El Salvadorans
- José Cartagena (1963?–present)
- EL SALVADOR
José Cartagena was a 17-year-old-university student in El Salvador on May 14, 1980, when the Salvadoran military stormed the university, opening fire on unarmed students and killing more than 600 of them. Many of those killed were Cartagena’s classmates. The students’ only crime had been to fight for better conditions in Salvadoran schools and bring about a more just Salvadoran society.
At the time El Salvador was being ripped apart by civil war, the result of more than a half century of repressive military dictatorships, social inequities and economic hardships. The Salvadoran government, backed by the United States, ruthlessly repressed dissent through a network of military-sponsored death squads. Activists, peasants, religious leaders, and everyday citizens were killed in broad daylight. By the end of the war in 1992, 70,000 people had lost their lives in this small country.
After the 1980 massacre at the university, Cartagena thought he could be next because of his connection with the student group. “When the military started looking for me,” Cartagena said, “my parents made the difficult decision to live without me rather than to see me dead.”
In 1980 Cartagena left El Salvador for the United States. With him were 42 other Salvadorans. The group enlisted the help of “coyotes,” guides that help illegal immigrants cross the border. Their journey was treacherous. They spent three days and three nights walking through the desert to reach the border. Originally, they were told the trip would take 12 hours. “In El Salvador, we were used to walking, and 12 hours seemed like nothing to us,” Cartagena said. “We had no idea it would take six times that long.”
“Each person was given just a gallon of water,” Cartagena remembered. Some individuals had no other recourse but to drink their own urine to survive. For food, people ate cactus if they could find any, and some became so desperate that they ate their deodorant.
Twelve people died during the journey. Those remaining finally crossed the border into Arizona. Cartagena was in a coma when found by immigration officials. Luckily, people showed up to help him. They were from an Arizona congregation affiliated with the sanctuary movement, a network of 500 churches in the United States that provided humanitarian and legal assistance to Central American refugees. The sanctuary workers organized families to take Cartagena and each of the other refugees into their homes.

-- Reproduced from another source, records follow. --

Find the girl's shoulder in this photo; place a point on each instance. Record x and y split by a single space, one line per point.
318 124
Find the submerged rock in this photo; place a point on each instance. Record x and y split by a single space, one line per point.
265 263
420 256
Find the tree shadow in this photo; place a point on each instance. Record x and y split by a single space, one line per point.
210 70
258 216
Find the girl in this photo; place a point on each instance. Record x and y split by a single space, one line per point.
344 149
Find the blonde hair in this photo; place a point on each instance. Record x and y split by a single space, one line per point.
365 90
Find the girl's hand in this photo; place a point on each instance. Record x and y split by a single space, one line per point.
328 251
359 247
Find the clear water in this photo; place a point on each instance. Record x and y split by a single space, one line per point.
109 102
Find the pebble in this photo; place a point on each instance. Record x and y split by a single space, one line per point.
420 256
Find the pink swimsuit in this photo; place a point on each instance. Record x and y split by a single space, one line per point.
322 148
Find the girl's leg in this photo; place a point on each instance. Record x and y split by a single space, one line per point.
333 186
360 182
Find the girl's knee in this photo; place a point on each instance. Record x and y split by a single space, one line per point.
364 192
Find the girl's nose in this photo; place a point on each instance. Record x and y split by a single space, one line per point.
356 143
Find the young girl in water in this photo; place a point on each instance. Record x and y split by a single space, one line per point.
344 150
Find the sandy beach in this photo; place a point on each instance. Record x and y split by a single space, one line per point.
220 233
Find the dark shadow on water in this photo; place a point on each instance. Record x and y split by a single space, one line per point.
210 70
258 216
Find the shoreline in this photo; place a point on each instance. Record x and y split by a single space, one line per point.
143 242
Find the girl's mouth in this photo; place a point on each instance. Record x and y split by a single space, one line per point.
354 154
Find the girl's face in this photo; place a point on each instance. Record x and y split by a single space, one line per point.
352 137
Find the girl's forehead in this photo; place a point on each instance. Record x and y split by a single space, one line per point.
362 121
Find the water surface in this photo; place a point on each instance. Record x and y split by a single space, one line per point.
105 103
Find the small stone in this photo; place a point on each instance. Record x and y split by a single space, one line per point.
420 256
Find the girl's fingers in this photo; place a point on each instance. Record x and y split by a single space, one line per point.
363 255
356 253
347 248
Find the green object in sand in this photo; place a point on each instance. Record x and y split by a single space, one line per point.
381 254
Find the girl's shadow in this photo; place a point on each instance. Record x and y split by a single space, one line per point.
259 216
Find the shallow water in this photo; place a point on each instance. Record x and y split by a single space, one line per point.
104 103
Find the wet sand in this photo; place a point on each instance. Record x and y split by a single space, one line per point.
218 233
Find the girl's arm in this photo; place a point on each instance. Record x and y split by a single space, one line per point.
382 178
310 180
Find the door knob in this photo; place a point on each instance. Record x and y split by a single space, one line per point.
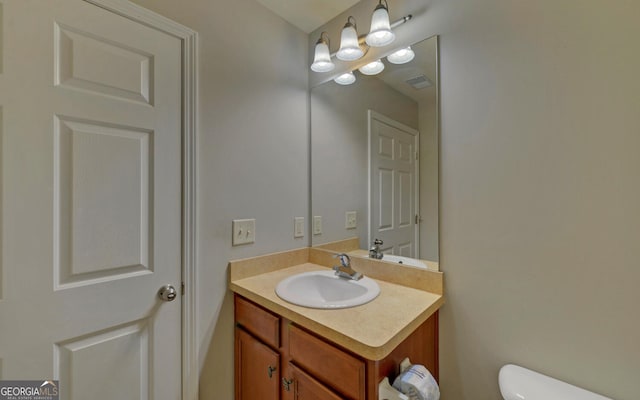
167 293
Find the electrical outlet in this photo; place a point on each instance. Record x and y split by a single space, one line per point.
317 225
244 231
298 227
350 220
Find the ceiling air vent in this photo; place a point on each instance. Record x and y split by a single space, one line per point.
419 82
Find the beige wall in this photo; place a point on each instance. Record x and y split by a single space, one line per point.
540 228
429 173
540 190
253 146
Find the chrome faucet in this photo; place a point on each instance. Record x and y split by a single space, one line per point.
374 251
344 270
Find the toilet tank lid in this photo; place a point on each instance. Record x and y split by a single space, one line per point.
518 383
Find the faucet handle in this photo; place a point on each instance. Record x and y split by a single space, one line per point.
344 259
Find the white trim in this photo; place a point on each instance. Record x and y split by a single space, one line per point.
371 115
189 40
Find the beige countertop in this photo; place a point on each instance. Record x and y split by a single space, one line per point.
371 330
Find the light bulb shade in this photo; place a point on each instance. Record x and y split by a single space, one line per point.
345 79
349 48
401 56
380 33
322 59
373 68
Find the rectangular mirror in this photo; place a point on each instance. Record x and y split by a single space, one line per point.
374 151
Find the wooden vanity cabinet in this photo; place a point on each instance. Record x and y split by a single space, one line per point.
276 359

Two years later, Cartagena traveled to San Francisco to participate in a hunger strike calling for a change in the U.S. policy toward Salvadoran refugees fleeing violence and repression. At the time, the U.S. government systematically denied asylum to tens of thousands of Salvadorans seeking a safe haven. As a result, many Salvadorans remained in the country without documents.
In 1986, Congress passed the Immigration Reform and Control Act, which gave legal status to some 140,000 Salvadoran refugees. But it wasn’t until a lawsuit was filed in 1991 accusing the U.S. government of discriminatory treatment of Salvadoran (and Guatemalan) refugees that thousands more Salvadorans were given asylum.
The civil war in El Salvador lasted until 1992. Cartagena is now a U.S. citizen. He lives in the San Francisco Bay Area, where he coordinates a program to provide housing assistance to San Francisco residents. He is married and has three children.